Дневники содержат высказывания Кафки о других писателях; о литературе он порой говорил с Бродом, с Яноухом, с Велчем, с Есенской. Но как? «Я не критик», «я плохой читатель» — нота эта звучит постоянно. Как правило, он не оценивал предшественников и современников; по большей части он лишь сравнивал их с собой и, почти всегда отдавая им преимущество, соглашался или не соглашался с ними.
Гете был его кумиром. Ни о ком он не упоминает так часто, ни перед кем не преклоняется так открыто. Но Гёте слишком здоров для него, слишком целен, классичен, спокоен. Гёте — тоже «отец», чью власть Кафка ежеминутно ощущает, власть могучую и подавляющую, власть, которая вызывает краску стыда. И когда он находил у Гёте признаки смятения или хотя бы беспокойства, он, коленопреклоненный, испытывал нечто вроде тихого злорадства. Сходно и его отношение к Бальзаку. «На трости Бальзака, — писал он, — было начертано: «Я ломаю все преграды». На моей: «Все преграды ломают меня». Общее у нас — это словечко «все»». Путь Клейста, напротив, кажется ему похожим на собственный. И он выбирает в жизнеописаниях Клейста «кафковские» ситуации. Для самоуспокоения? в целях самозащиты? или чтобы не чувствовать так остро свое одиночество? Одиночество человеческое и писательское. То же и с Достоевским, Кафку влекло к нему, но и отталкивало. Достоевский был «злее», был борцом против овеществления, обесчеловечивания человека, против социальных обстоятельств, тому способствовавших. И как борец он сродни Бальзаку. Кафка не то чтобы «добрее» — он снисходительнее и беспомощнее. Его позиция довольно точно определяется словами «резиньяция» и «тупик».
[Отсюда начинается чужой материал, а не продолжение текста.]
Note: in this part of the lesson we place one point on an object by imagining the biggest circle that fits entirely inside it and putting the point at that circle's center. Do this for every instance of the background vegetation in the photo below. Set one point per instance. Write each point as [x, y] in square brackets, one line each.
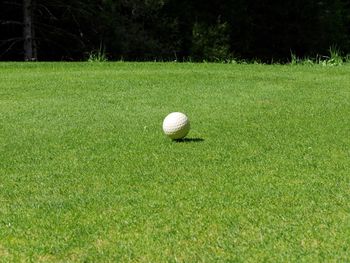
[267, 30]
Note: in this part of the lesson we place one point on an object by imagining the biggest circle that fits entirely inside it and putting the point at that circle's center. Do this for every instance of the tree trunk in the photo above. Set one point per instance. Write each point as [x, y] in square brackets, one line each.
[30, 53]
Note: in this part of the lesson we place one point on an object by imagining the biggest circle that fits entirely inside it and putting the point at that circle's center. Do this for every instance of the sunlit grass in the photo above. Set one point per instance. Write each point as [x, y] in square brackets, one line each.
[86, 173]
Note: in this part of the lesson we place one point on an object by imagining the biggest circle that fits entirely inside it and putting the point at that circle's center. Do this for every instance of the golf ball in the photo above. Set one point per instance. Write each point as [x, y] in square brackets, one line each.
[176, 125]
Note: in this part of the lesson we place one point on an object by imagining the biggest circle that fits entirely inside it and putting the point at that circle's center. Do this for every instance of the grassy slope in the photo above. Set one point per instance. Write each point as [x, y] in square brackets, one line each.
[86, 173]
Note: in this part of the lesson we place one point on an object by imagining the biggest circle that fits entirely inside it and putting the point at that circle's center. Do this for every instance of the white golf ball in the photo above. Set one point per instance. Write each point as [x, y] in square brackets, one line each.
[176, 125]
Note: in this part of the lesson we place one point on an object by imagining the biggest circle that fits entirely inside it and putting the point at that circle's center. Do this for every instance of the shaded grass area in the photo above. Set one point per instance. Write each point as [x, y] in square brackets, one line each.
[87, 175]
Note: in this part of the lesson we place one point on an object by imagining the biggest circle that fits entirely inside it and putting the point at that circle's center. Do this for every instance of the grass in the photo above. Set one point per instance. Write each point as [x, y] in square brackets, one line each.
[87, 175]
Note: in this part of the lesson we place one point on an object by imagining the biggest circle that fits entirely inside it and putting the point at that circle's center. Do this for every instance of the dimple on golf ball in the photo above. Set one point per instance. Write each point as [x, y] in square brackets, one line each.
[176, 125]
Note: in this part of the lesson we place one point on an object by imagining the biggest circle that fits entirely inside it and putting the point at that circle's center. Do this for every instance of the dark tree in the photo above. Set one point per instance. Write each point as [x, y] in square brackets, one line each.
[30, 49]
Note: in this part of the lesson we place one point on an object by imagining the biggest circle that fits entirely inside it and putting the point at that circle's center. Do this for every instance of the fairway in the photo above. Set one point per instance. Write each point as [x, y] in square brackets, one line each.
[87, 175]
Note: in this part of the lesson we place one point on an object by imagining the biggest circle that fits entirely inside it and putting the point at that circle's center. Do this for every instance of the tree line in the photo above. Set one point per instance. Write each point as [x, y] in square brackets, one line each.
[195, 30]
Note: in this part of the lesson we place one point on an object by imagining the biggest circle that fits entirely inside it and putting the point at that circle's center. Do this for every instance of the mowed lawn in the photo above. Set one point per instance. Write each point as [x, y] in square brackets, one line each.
[87, 175]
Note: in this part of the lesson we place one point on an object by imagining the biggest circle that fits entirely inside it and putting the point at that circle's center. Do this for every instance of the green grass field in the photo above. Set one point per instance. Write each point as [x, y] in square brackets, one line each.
[86, 174]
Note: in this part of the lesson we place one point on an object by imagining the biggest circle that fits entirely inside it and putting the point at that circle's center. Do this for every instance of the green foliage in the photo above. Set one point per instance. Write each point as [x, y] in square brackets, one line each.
[98, 55]
[211, 43]
[335, 58]
[88, 176]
Среди собратьев, особенно привлекавших Кафку, был и Флобер. Ему импонировали флоберовская сухость, флоберовский прозаизм, флоберовское отвращение к громкой фразе, красочному образу. Кафку восхищал конец «Воспитания чувств», то есть фарсовый финал того, что имело все основания стать романтической драмой. Игрою густых теней ему импонировал Стриндберг. Его, может быть, самой любимой вещью был «Бедный музыкант» австрийского классика XIX века Франца Грильпарцера.
Философов он прочитывал. Но своего рода путеводителем из них был для него, кажется, только Серен Кьеркегор, датский теолог прошлого века, считающийся одним из предтеч экзистенциализма. Потому что и сам Кафка, философствуя, тяготел не к логическим построениям, не к законченным формулировкам, а к некоей ветхозаветной иносказательности, притчевости, метафоричности, ко всему тому, что чурается однозначных толкований.
Однажды Кафка читал друзьям из рукописи «Замка». То были самые безысходные страницы рукописи и самые близкие, лучше всего его знавшие друзья. Но в местах, где у читавшего голос срывался от волнения, слушатели дружно смеялись. Домой Кафка ушел совершенно расстроенным. Его можно понять, но можно понять и его друзей. То, что в «Замке» изображалось, не было для них действом метафорическим, неким символом человеческого бытия, каким воспринимает его сегодняшний читатель, или иносказанием бытия личного, каким, думается, представлял это сам Кафка. Жителями Праги первых десятилетий XX века пребывание К. в Деревне, его отношения с канцеляриями Замка безошибочно прочитывались в качестве сатиры на порядки и нравы Габсбургской монархии, недавно рассыпавшейся в прах.
Как и ко всему на свете, к Кафке нужен исторический подход. В. Днепров так и поступает, когда связывает его с Гоголем, с Салтыковым-Щедриным, с Достоевским, с Диккенсом. Русский и вообще интернациональный опыт здесь естествен. Австрийский контекст, однако, еще красноречивее. Вне его Кафка куда менее понятен. Как, впрочем, и австрийская литература без Кафки. Если у него и было какое-то подобие «школы», так — в порядке исключения — лишь в Австрии, где и сегодня сохранилось кое-что от той эпохи, что его породила.
В то же время было бы неразумным «замыкать» Кафку на старой Австрии и видеть в нем не более чем критика империи, почившей в бозе еще в 1918 году. Нет, Кафка совершенно современен, как, кстати сказать, совершенно современна та австрийская литература первой половины XX века, которая, казалось бы, только тем и занималась, что мифизировала Франца-Иосифа или сводила с ним счеты. «Эта гротескная Австрия, — говорил Роберт Музиль, — …не что иное, как особенно явственный пример новейшего мира». В этом ключе воссоздавали ее и Г. Брох, и Й. Рот, и Г. фон Гофмансталь, и X. фон Додерер.